The researcher had to spend time building a trusting relationship and required repeated conversations with Daniel and his parents. The researcher asked various questions, listened to what they said, paid attention to the questions they asked, and was sensitive to changes in gestures and sounds. So, Daniel felt equal, unintimidated, and comfortable, as when talking to his peers.

Embodiment

The concept of embodiment is based on well-being, which has physical and emotional elements. Researchers should acknowledge the well-being of individuals in conducting research. Conflicts experienced by participants and their families will have an impact on the continuity of research and on the management of patient treatment. Recognising conflicts that arise and providing support for participants and their families will increase the sense of comfort and security [23, 24, 25].
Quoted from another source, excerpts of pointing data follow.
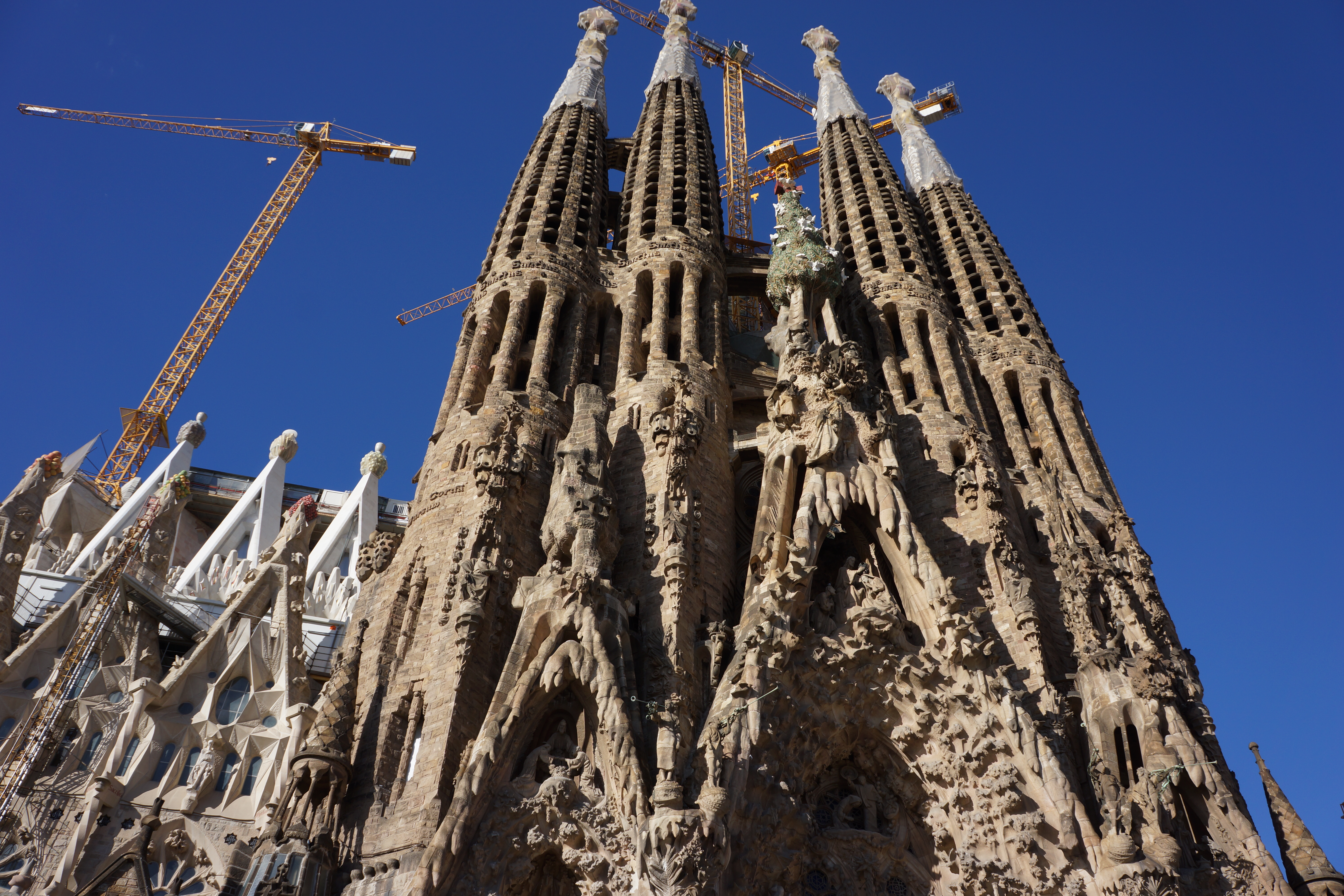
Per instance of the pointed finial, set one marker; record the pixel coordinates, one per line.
(585, 84)
(920, 155)
(1304, 860)
(286, 447)
(374, 463)
(835, 100)
(193, 432)
(675, 60)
In this case study, the researcher was able to explore the past experiences of Daniel and his parents. For Daniel, it might have been that medication, invasive procedures, or side effects from previous cancer treatments had traumatised him. This trauma is difficult to get over in a short time, and coupled with fear of the interventions that he said would increase the pain, he would be certain to refuse the intervention. The physical symptoms he felt would have an impact on the psychological and social aspects, which would then affect his general well-being.

Daniel’s parents also experienced fear for him, as well as a sense of helplessness in going through Daniel’s lengthy treatment process, as well as uncertainty about the success of the treatment. The researchers could hold open discussions with Daniel’s parents in sharing their feelings, so that they could find resources within themselves to be equipped to meet Daniel’s current needs.
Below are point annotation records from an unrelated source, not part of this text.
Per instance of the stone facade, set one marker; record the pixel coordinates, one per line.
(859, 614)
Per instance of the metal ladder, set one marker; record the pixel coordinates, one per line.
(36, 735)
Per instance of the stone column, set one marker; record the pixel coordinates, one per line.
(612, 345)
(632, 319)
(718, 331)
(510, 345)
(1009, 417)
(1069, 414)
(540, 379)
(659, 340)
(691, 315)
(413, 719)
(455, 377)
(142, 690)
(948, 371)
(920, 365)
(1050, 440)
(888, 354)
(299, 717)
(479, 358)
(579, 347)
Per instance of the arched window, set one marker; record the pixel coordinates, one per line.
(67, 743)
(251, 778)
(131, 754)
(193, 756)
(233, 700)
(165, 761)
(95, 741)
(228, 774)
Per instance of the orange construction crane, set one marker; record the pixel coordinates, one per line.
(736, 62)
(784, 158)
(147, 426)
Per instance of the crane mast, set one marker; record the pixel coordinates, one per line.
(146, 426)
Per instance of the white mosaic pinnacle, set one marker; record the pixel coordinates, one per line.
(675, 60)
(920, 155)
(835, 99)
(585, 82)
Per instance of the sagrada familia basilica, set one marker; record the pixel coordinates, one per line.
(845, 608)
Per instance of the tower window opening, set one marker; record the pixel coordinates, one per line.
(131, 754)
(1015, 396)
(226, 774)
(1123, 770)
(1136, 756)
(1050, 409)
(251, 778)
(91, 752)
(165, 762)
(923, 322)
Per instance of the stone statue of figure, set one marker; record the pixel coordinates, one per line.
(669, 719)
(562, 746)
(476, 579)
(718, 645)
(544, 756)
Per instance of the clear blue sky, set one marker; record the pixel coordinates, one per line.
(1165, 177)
On the other hand, researchers also have a goal to get respondents. With the limited number of adolescents with cancer, coupled with uncertain parental consent, and assent given by adolescent patients, the possibility of researchers getting a sufficient number of respondents is small. In this case, the researcher has the same goal as Daniel’s parents, where both want Daniel to get a research intervention ─ in the form of gargling with honey in overcoming mucositis. The uncertainty faced by researchers can cause anxiety. The researchers could discuss this with research supervisors, or colleagues so that the research does not deviate from the code of research ethics. Researchers realise that it is very important to act in accordance with the patient’s best interest. This is in accordance with the principle of autonomy.

Environment

An environment is not only a physical environment but also a living system where everyone is connected. Decision-making is influenced by the wider community, not only by the environment between the researcher, Daniel, and his parents. Good support is needed [25].
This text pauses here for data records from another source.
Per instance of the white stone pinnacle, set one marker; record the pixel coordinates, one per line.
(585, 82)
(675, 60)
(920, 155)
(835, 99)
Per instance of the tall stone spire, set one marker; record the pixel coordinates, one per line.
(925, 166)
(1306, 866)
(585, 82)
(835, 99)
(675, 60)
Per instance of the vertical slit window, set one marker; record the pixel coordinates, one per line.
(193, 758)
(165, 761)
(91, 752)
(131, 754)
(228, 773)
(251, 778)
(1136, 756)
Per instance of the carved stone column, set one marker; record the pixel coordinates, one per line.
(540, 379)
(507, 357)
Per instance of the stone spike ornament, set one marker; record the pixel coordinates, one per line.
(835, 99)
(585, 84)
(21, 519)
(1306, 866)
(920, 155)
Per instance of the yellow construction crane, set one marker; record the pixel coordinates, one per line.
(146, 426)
In this case study, the researcher provided an open and trusting environment for Daniel and his parents to explore feelings and emotions related to the research intervention offered. A safe environment ─ both during the process and after decision-making ─ should be established by researchers so that they can respect and support participants and their families. In resolving this ethical decision-making dilemma, it is necessary to involve several parties. Healthcare providers could be involved to provide kinds of interventions that can minimise pain when gargling. Peer groups participating in research intervention sessions could also be considered as a support system for Daniel. They can share their experiences and benefits while participating in the research. This can increase insights and may encourage Daniel to have positive feelings regarding the research.

Conclusion

For informed consent to be in line with the assent given by adolescents, families who provide informed consent need to consider the adolescent’s assent seriously. The relational ethics approach can facilitate a solution for researchers when facing conflicts where informed consent is not matched by assent. Relational ethics can help minimise ethical dilemmas faced by researchers.

Conflict of interest and funding: None to disclose.